Restructuring hits Big Four bank in South Africa
Nedbank has completed its organisational restructuring, with the group expecting a muted performance for the year.
In a pre-close update for the 2025 financial year, Nedbank stated that the group’s strategic organisational restructure, announced in March 2025, has been finalised.
The move saw Nedbank split its Retail and Business Banking (RBB) and Nedbank Wealth clusters into several segments, including:
- Personal and Private Banking (PPB)
- Business and Commercial Banking (BCB)
- Corporate Investment Banking (CIB)
The restructuring also involves more varied business segments, with RBB now also including Nedbank Insurance and Nedbank Wealth Management.
The bank previously stated that it was looking to upsell clients and is taking a more ‘client-centric’ approach to remain competitive in the banking space.
In addition to the restructuring, Nedbank announced that the group’s R1.65 billion acquisition of fintech company iKhokha has been effective since 1 December 2025.
The disposal of the group’s financial investment in Togo-based ETI to Bosquet is awaiting final approvals in the relevant jurisdictions.
Nedbank said that the local environment in South Africa remained difficult in the second half of 2025.
Amid modest economic growth and geopolitical uncertainty, the impact of US tariffs led to muted transactional activity and further delays in capital investment by corporations and businesses.
That said, prospects for the year have improved on several fronts, including subdued inflation, which created space for further interest rate cuts.
This will support a more convincing recovery in household credit demand. The overall investment environment has also improved due to progress on structural reforms and enhanced governance.
This led to South Africa’s removal from the Financial Action Task Force (FATF) grey list, continued fiscal discipline and the latest credit rating from S&P.
Muted performance

Nedbank also provided its financial performance for the 10 months to 31 October 2025.
The group stated that headline earnings growth was in line with management expectations, driven by higher levels of net interest income and non-interest revenue.
The company also reported a lower impairment charge and a well-managed expense base.
However, the guidance does not account for a R600 million settlement between Transnet and Nedbank, settled on 25 November 2025.

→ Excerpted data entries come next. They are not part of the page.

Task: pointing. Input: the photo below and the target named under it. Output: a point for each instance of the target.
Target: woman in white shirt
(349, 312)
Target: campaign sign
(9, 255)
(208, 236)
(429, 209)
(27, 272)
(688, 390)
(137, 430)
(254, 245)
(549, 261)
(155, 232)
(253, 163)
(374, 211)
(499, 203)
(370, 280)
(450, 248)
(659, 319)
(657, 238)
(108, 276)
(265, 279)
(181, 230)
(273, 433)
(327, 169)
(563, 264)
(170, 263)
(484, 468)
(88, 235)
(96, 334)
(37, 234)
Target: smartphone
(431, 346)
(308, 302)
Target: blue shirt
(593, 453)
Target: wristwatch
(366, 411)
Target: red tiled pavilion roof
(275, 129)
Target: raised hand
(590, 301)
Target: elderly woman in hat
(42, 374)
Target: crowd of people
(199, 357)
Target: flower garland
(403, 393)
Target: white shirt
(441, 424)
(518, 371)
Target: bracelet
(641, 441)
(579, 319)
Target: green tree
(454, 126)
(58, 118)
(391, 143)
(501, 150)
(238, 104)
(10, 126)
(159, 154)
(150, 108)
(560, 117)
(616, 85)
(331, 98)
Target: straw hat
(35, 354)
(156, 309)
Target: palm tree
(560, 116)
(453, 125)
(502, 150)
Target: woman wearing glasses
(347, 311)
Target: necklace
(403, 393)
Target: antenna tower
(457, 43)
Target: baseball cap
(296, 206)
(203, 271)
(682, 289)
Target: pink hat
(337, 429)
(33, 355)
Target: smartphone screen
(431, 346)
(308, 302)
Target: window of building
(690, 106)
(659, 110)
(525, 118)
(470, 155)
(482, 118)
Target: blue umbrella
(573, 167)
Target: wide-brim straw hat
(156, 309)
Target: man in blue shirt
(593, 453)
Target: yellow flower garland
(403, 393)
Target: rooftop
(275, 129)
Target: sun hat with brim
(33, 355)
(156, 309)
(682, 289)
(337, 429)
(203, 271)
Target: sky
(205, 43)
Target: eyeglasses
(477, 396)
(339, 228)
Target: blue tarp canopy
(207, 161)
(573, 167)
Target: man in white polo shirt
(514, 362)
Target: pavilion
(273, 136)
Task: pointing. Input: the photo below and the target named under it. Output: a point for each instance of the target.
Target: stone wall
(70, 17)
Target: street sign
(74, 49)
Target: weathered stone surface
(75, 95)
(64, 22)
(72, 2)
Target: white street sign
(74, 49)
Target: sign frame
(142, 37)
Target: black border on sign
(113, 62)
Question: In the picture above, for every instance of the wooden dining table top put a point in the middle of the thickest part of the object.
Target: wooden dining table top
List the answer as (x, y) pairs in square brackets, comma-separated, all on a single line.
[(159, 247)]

Net interest income growth of low to mid-single digits for 10M 2025 represented a slight improvement from the 2% growth in the first half of the year.
The group’s impairment charge also improved, ahead of management’s expectations.
The company stated that the annualised credit loss ratio improved period over period to below the midpoint of the group’s TTC target range of 60 bps and 100 bps.
CIB and BCB credit loss ratios were below their respective TTC target ranges. PPB’s CLR improved further and was within the top half of its TTC target range.
Nedbank views CLR as being below the midpoint of its TTC target range for FY 2025.
NIR growth was below mid-single digits in the 10 months of 2025 when compared to the prior period, driven by solid trading and insurance growth.
Excluding the once-off commercial settlement with Transnet, the group said that its DHEPS growth is flat to low single digits.
The group said that its ROE for the period will be 15% or higher for FY 2025.
The group also embarked on a share repurchase this year, with R2.4 billion worth of shares repurchased from shareholders.
At an average share price of R229.53 per share, the group bought shares at a discount to the book value per share of R245.22.